Patrick F. Trainor (January 4, 1863 Glasgow, Scotland – December 25, 1902 Albany, New York) was an American politician from New York.

==Life==
The family emigrated to the United States when Patrick was still a child. He attended St. Michael's Parochial School and 35th Street Public School in New York City, and then worked for the American District Telegraph Company. Later he became the manager of the Boston and Ohio Telegraph Company's New York City branch, and then was assistant to the General Manager of the company, at Washington, D.C. He returned to New York City in 1885, and began to study law.

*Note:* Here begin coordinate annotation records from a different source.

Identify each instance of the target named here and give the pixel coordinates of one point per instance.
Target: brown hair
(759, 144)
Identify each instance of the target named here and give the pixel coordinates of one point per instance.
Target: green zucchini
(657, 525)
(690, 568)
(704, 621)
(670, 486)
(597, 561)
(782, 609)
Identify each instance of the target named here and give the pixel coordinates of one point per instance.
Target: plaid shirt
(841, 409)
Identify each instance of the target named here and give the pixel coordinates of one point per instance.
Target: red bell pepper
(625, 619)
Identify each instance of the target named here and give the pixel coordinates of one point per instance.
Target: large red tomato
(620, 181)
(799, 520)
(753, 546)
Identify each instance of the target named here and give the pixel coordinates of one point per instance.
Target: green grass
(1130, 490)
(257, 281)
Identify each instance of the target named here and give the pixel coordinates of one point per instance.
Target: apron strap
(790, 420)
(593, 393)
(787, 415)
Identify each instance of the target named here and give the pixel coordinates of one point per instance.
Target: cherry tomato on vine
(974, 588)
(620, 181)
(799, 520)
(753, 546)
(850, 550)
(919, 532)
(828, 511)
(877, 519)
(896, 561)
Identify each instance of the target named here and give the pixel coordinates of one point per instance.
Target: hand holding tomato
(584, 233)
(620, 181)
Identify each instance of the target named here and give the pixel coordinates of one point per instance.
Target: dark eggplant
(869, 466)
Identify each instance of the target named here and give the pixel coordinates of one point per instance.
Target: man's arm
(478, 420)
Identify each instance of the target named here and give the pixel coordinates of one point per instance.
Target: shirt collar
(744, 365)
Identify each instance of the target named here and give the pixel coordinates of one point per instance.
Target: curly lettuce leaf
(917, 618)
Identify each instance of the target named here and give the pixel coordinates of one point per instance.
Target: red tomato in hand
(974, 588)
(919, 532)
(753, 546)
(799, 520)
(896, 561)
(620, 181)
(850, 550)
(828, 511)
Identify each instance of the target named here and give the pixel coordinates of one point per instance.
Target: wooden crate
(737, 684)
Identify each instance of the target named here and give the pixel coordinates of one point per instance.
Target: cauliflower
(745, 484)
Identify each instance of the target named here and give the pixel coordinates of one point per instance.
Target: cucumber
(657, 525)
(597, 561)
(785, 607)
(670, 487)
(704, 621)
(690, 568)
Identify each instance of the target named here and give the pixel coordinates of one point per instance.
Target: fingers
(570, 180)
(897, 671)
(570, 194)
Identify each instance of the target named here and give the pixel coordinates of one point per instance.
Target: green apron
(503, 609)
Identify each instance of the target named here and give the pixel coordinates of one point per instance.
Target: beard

Trainor was a member of the New York State Assembly in 1894 (New York Co., 17th D.), 1896, 1897, 1898, 1899 and 1900 (all five New York Co., 13th D.). He was admitted to the bar in 1899.

He was a member of the New York State Senate (16th D.) in 1901 and 1902. In November 1902, he was re-elected to the State Senate, but died a few days before the next term began.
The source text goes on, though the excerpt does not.